Microglial involvement in brain physiopathology: in vitro studies using rat primary cultures

Microglial involvement in neurological disorders is well-established, being microglial activation not only associated with neurotoxic consequences, but also with neuroprotective effects. The studies presented here, based on microglia rat primary cell cultures and mainly on microglial conditioned medium (MCM), show insights into the mechanism of Superoxide dismutase 1 (SOD1) and Apolipoprotein E (ApoE) secretion by microglia as well as their neuroprotective effect towards primary cerebellar granule neurons (CGNs) exposed to the dopaminergic toxin 6-hydroxydopamine (6-OHDA). SOD1 and ApoE are released respectively through non-classical lysosomal or the classical ER/Golgi-mediated secretion pathway. Microglial conditioned medium, in which SOD1 and ApoE accumulated, protected CGNs from degeneration and these effects were replicated when exogenous SOD1 or ApoE was added to a non-conditioned medium. SOD1 neuroprotective action was mediated by increased cell calcium from an external source. ApoE release is negatively affected by microglia activation, both with lipopolysaccharide (LPS) and Benzoylbenzoyl-ATP (Bz-ATP) but is stimulated by neuronal-conditioned medium as well as in microglia-neurons co-culture conditions. This neuronal-stimulated microglial ApoE release is differently regulated by activation states (i.e. LPS vs ATP) and by 6-hydroxydopamine-induced neurodegeneration. In co-culture conditions, microglial ApoE release is essential for neuroprotection, since microglial ApoE silencing through siRNA abrogated protection of cerebellar granule neurons against 6-OHDA toxicity. Therefore, these molecules could represent a target for manipulation aimed at promoting neuroprotection in brain diseases. Considering a pathological context, and the microglial ability to adopt a neuroprotective or neurotoxic profile, we characterize the microglial M1/M2 phenotype in transgenic rats (McGill-R-Thy1-APP) which reproduce extensively the Alzheimer’s-like amyloid pathology. Here, for the first time, cortical, hippocampal and cerebellar microglia of wild type and transgenic adult rats were compared, at both early and advanced stages of the pathology. In view of possible therapeutic translations, these findings are relevant to test microglial neuroprotection, in animal models of neurodegenerative diseases.
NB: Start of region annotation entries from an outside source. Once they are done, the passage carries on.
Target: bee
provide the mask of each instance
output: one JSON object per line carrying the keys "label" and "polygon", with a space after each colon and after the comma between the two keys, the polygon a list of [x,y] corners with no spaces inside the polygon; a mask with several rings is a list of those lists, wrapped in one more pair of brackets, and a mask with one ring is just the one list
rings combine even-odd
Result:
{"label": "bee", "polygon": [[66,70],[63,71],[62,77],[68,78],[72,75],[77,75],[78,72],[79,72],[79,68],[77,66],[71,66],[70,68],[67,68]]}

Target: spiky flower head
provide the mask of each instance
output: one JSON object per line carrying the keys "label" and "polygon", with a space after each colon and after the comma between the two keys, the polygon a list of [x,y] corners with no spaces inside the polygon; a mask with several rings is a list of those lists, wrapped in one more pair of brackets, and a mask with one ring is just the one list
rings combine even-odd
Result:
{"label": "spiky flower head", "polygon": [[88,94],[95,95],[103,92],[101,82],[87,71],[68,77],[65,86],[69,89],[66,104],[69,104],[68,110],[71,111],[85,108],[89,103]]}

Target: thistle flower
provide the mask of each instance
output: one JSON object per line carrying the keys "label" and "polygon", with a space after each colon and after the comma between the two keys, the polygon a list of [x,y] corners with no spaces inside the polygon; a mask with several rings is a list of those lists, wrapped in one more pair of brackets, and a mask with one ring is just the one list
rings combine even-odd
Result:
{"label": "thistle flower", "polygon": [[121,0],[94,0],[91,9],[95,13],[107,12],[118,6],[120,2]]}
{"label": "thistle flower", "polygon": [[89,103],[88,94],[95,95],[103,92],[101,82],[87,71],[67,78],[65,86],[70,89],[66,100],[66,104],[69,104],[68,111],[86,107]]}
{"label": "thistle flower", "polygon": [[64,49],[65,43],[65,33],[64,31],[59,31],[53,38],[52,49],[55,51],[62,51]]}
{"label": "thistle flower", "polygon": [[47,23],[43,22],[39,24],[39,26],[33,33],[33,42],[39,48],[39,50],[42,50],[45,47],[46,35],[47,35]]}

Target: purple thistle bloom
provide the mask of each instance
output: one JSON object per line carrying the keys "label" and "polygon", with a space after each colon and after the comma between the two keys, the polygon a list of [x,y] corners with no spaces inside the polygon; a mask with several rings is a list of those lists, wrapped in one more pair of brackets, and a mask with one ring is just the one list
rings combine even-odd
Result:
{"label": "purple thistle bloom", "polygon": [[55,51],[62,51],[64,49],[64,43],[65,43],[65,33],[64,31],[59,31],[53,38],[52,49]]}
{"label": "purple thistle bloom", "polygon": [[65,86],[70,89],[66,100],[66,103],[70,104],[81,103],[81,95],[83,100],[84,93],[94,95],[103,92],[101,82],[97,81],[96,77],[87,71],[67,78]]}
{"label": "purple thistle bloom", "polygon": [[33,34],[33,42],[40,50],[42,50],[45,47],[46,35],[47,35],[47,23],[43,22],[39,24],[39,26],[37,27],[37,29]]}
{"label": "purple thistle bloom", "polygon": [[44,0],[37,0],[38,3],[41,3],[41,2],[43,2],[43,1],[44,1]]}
Understanding the role of microglial extracellular vesicles (EVs) in neuroinflammation spreading: an in vitro study

Neuroinflammation is a crucial pathogenic mechanism that commonly underlies most neurodegenerative diseases. Microglia, the immune cells of the brain, play a critical role that changes depending on the stage of neuropathology: at early phases of brain diseases microglia display the neuroprotective phenotype which is switched to the classically activated pro-inflammatory subtype at later stages, contributing to neurodegeneration. The microglial phenotypic shift is characterized by a change in the release of bioactive molecules both soluble and through extracellular vesicles. Our in vitro studies aim to understand whether different types of activation could determine change in vesicles content, in particular miRNAs, and whether this could influence the activation state of control microglial cells. Microglial polarization has been induced in two different in vitro models: N9, microglial murine cell line, have been treated by using LPS towards a proinflammatory/neurotoxic phenotype or ATP towards antinflammatory/neuroprotective status; HMC3, human microglial cell line, have been activated using IFN-+ATP. We demonstrated that conditioned media/exosomes obtained from donor microglia were able to promote a pro-inflammatory phenotype in control cells, leading us to prove the existence of a neuroinflammation spreading process mediated by extracellular vesicles of microglia with a crucial role of miRNAs. Increased expression of miRNA-34a observed in N9 model underlines a possible contribution in the diffusion of proinflammatory activation of microglia. Thus, we tried to downregulate miR-34a expression using cleaving sequences of anti-mir-34a DNAzyme delivered by DNA nanostructures aimed to confirm the involvement of miR-34a in microglia polarization towards the neurotoxic phenotype. In conclusion, this thesis work reveal a new inflammation spreading mechanism that involves release of vesicles containing specific cargos by donor polarized microglia, particularly miRNAs, able to influence the phenotypic shift in unpolarized microglia: this process deserves to be deeply investigated as potential therapeutic target to counteract neurodegenerative diseases.